Aparte del dilema que representa la música generada por IA, tenemos también el de la música escuchada por bots, es decir, piezas que son repetidas por algoritmos una y otra vez con la intención de manipular el sistema de regalías. Esto fue lo que dio lugar a la queja de Universal contra Boomy. El Centre National de la Musique detectó en 2021 que, en Francia, entre el uno y el dos por ciento del streaming es responsabilidad de bots.
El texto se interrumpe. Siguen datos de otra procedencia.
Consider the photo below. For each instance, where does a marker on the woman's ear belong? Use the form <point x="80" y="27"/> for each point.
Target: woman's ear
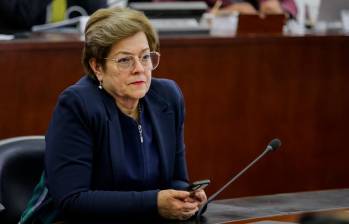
<point x="96" y="68"/>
Pasamos de un tiempo en que los músicos no recibían ni un centavo a la actualidad, cuando se les recompensa con milésimas de centavo en un sistema legal
MATARON A LOS PIRATAS
Y AHORA TODOS SOMOS REHENES
Como otras empresas de alta tecnología, Spotify vive en la paradoja: vale 23 mil millones de dólares y nunca ha tenido ganancias. En 2017 registró un déficit de 1.5 mil millones de dólares y en 2022 las pérdidas fueron de 236 millones de dólares. Sin embargo, el servicio tiene hoy 433 millones de usuarios, cien millones de ellos acti-vos diariamente. El año pasado Spotify pagó 2.48 mil millones de dólares en regalías a los propietarios de derechos de las canciones (en esencia, los tres grandes). Al inicio de los años setenta se producían anualmente unos cinco mil discos en Estados Unidos, en 2013 la cifra llegó a 40 mil 541 elepés. Hoy se agrega un promedio de cien mil canciones diarias a Spotify.
Estas cifras no causan más que vértigo y una sensación que va de la angustia a la risa. Es un ejemplo de la desproporción inasible de los fenómenos culturales en un tiempo de reproducción digital. Spotify tiene más de cien millones de canciones en su catálogo, millones de ellas nunca han sido escuchadas ni tocadas. Hay un archivo completo de canciones ignoradas en forgotify.com. Así, más que una democratización y popularización de la música, vivimos una verdadera masificación del olvido.
El streaming se planteaba como una alternativa honesta frente a la piratería, una opción eficiente y justa para los creadores. Sin embargo, pasamos de un tiempo en que los músicos no recibían ni un centavo de su trabajo a la actualidad, cuando se les recompensa con milésimas de centavo en un sistema perfectamente legal, que sólo nutre la voracidad corporativa y ex-plota a los creadores. El establecimiento de sistemas de membresía y pago no solamente ha cimentado la depredación, sino que ha venido a clavarle la estaca en el pecho al espíritu rebelde y disidente de la música y del ciber-espacio. Las revoluciones musicales son espontáneas e impredecibles, suceden sin programa ni agencias de
publicidad. En estos años turbulentos, amargos y confusos debe aparecer una corriente artística que refleje la ignominia, el desconsuelo y la rabia de lo cotidiano. Lo único que nos queda es esperar que la spotificación del espíritu no haya aniquilado del todo la resistencia y la creatividad.